In the case at bar the trial court found that plaintiff's decedent was not driving his car too fast under the circumstances; and that we was on his own proper side of the highway. In awarding a judgment to plaintiff, the trial court also found that the action of decedent in driving through the fog was not a contributing factor to the accident. We are of the opinion that the facts in his case are controlled by the Odell Case, and, therefore, hold that decedent was not guilty of contributory negligence as a matter of law. Whether plaintiff's decedent was guilty of contributory negligence presented questions of fact upon which the trial court made a finding. We are unable to say that such findings were contrary to the weight of the evidence. We do not reverse unless the evidence preponderates in the opposite direction.

*495 Defendants also urge that the Veterans of Foreign Wars National Home is immune from tort liability because of the negligent act of its servant. For the purpose of this decision we shall assume that the Veterans of Foreign Wars National Home is a charitable institution.

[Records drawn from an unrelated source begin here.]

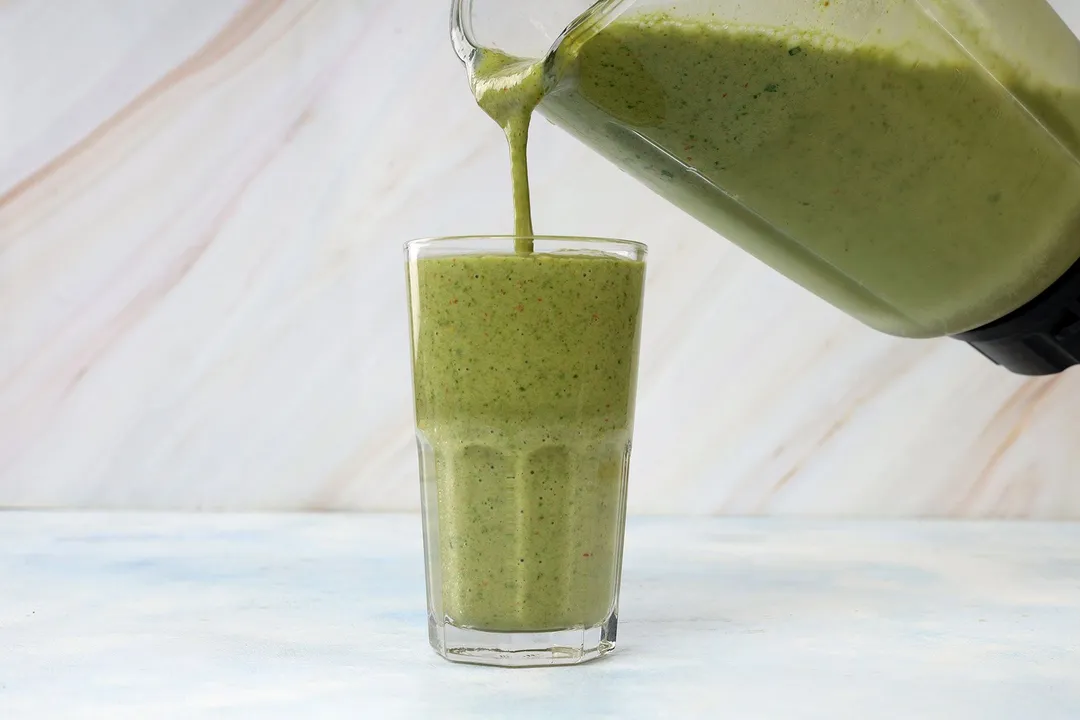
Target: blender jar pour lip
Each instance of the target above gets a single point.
(466, 44)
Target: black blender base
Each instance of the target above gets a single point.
(1042, 337)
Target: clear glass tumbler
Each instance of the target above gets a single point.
(524, 372)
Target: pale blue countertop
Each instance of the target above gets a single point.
(109, 615)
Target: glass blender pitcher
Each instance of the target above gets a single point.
(916, 163)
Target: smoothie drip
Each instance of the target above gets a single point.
(509, 90)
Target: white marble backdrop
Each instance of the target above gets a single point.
(202, 204)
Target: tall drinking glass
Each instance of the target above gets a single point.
(524, 370)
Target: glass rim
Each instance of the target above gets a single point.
(583, 240)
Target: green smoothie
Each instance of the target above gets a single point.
(907, 188)
(524, 372)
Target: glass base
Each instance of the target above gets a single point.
(568, 647)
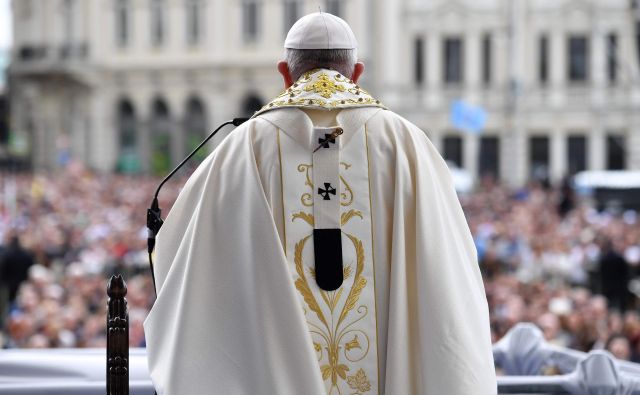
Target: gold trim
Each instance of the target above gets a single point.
(373, 259)
(284, 222)
(316, 89)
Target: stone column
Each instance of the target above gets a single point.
(558, 157)
(434, 72)
(597, 148)
(471, 145)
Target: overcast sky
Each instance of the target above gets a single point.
(5, 24)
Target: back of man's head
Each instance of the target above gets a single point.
(320, 40)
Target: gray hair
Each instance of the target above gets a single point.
(302, 60)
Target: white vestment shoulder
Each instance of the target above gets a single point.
(232, 315)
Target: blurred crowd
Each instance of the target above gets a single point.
(547, 257)
(64, 236)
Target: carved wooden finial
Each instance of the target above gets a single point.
(116, 287)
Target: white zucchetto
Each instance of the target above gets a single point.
(320, 30)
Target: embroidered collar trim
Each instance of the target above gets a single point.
(322, 89)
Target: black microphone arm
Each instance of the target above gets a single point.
(154, 219)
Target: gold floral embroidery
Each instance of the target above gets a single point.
(332, 334)
(346, 194)
(316, 89)
(335, 318)
(359, 381)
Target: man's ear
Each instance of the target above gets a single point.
(358, 69)
(283, 69)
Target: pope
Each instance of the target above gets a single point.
(320, 249)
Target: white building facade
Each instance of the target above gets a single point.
(134, 84)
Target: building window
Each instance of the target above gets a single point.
(486, 59)
(578, 59)
(250, 20)
(67, 10)
(453, 49)
(418, 66)
(195, 126)
(194, 10)
(128, 160)
(122, 23)
(612, 57)
(452, 150)
(489, 158)
(616, 152)
(334, 7)
(576, 154)
(291, 12)
(157, 22)
(160, 137)
(543, 59)
(539, 158)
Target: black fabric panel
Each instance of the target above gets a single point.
(327, 247)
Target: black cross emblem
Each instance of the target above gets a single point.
(328, 189)
(324, 142)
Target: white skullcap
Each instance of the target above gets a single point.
(320, 31)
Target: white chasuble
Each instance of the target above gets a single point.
(239, 310)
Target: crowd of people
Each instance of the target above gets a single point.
(547, 257)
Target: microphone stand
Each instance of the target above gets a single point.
(154, 219)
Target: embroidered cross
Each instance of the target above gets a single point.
(328, 139)
(328, 189)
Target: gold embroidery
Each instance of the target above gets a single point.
(353, 344)
(373, 261)
(304, 216)
(346, 194)
(359, 381)
(316, 89)
(347, 215)
(335, 318)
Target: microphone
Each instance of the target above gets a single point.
(154, 219)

It is the rule in Michigan that a charitable corporation is liable to strangers for the negligence of its agents. In Bruce v. Central Methodist Episcopal Church, 147 Mich. 230 (10 LRA NS 74, 11 Ann Cas 150), plaintiff, an employee of a contractor engaged in decorating the church building, sustained injuries by reason of the breaking of defective scaffolding furnished by agents of the church. We there said (p 255):

"I conclude from this reasoning that corporations administering a charitable trust, like all other corporations, are subject to the general laws of the land, and cannot, therefore, claim exemption from responsibility for the torts of their agents, unless that claim is based on a contract with the person injured by such a tort, and that Downes v. Harper Hospital[*] and other similar cases are consistent with this rule."

See, also, Gallon v. House of Good Shepherd, 158 Mich. 361 (24 LRA NS 286, 133 Am St Rep 387).

In the case at bar the bus was owned by defendant Veterans of Foreign Wars National Home and was being driven by one of its employees with its knowledge and consent. Such institution is responsible and must respond in damages by virtue of CL 1948, § 256.29 (Stat Ann § 9.1446), which provides in part:

"The owner of a motor vehicle shall be liable for any injury occasioned by the negligent operation of such motor vehicle whether such negligence consists of a violation of the provisions of the statutes of the *496 State or in the failure to observe such ordinary care in such operation as the rules of the common law require."

The judgment is affirmed, with costs to plaintiff.

BOYLES, C.J., and REID, NORTH, DETHMERS, BUTZEL, CARR, and BUSHNELL, JJ., concurred.

NOTES

[*] 101 Mich. 555 (25 LRA 602, 45 Am St Rep 427). — REPORTER.